Today I am going to talk about improving
navigation algorithms by optimizing mapping, localization and path-planning.
Navigation with autonomous cars
Google trends for 'Autonomous cars'
- While talk about navigation we cannot ignore self-driving cars.
- Self-driving cars have been getting a lot of attention from public, media
and entrepreneurs.
- Self-driving cars have covered millions of miles.
- States have been legalizing self-driving cars.
- The predictions of self-driving cars have been getting closer.
- This is a wonderful time to be working on the problem of navigation and
see the technology being applied in real life.
Potential benefits of self-driving cars
For elderly and disabled
Roads will become safer
More energy efficiency
Less parking lots
- And the interest is justified because of the benefits that self-driving cars bring.
- Elderly, young and disabled get increased mobility.
- Roads become safer.
- More energy efficiency.
- Less car parking.
- However, these potentials can be realized only if the self-driving cars
are safe and the navigation algorithms are safe.
Navigation needs to be fast for safer cars
Reaction time in driving is a matter of life and death
Perception-reaction time (PRT) is positive correlated to crashes
"PRT has a cause-effect relationship in deceleration rate and crash severity."
"PRT has a direct effect on (crash) event and severity."

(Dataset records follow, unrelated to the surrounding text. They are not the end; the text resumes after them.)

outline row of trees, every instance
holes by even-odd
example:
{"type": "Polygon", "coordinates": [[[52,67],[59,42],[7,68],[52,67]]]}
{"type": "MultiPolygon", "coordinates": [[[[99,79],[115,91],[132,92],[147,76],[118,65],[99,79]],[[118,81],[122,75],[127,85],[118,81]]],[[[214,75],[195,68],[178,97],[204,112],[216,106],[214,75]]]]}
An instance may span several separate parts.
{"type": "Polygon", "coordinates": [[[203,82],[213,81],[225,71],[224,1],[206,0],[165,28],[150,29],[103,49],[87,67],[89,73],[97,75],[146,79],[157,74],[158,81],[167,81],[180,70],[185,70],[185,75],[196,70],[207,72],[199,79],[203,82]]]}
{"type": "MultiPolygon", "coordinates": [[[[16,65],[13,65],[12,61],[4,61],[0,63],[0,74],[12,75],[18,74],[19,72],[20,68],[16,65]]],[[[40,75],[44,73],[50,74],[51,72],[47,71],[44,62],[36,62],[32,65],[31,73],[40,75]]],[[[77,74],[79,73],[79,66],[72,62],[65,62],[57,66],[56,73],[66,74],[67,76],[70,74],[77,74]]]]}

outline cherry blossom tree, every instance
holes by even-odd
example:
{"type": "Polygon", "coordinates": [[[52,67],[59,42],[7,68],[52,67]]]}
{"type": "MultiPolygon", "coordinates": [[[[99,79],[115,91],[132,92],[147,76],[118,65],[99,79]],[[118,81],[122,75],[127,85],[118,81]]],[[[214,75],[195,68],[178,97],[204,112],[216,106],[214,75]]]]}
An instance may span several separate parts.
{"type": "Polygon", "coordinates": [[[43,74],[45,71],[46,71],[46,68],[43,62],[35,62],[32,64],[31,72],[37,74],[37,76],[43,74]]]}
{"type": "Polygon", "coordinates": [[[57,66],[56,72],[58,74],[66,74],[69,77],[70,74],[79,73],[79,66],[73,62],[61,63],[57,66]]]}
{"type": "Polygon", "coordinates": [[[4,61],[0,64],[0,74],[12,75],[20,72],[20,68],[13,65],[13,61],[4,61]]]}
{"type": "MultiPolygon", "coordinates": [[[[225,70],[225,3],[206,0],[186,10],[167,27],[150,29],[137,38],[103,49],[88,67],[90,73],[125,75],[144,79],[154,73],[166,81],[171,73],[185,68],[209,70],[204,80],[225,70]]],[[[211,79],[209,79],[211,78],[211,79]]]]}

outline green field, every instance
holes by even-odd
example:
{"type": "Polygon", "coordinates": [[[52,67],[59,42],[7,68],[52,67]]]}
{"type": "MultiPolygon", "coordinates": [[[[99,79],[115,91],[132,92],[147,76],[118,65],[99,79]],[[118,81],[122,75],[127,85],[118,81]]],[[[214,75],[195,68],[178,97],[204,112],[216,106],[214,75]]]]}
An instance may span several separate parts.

- It is clear reaction time in driving can be a difference between life and
death
- Driving safety research has clearly established the relationship between Perception-Reaction time and probability of crash and severity of crash.
- Even half a second difference between Perception Reaction time (PRT) can
be a difference between crash and non-crash events.
- Here the perception reaction time is measured as the time elapsed between
an observation and the action taken for example foot touching the pedal.
- In this talk, I will discuss how different parts of the navigation
pipeline can be optimized or made faster.
Outline
Mapping
Localization
Goal conditioned RL
- Navigation is the problem of converting sequence of observation to a
sequence of actions for the purpose of going from one place to another.
- It is often addressed in three parts.
- Mapping---which is the estimation of the static part of the environment.
- Localization---which is the estimation of the dynamic state of the
environment like the agents location in the map.
- and Planning which is the estimation of the sequence of action that
moves the agent from current state to the desired goal.
+ Most of my work has been focused around mapping with some work around
localization and planning.
+ Today I am going to talk about three of my works.
+ First I am going to talk about my work on making mapping faster by using
modern inference methods on factor graphs.
+ Then I am going to talk about mutual localiztion that intern enables
faster mapping by allowing robots to divide and conquer the environment.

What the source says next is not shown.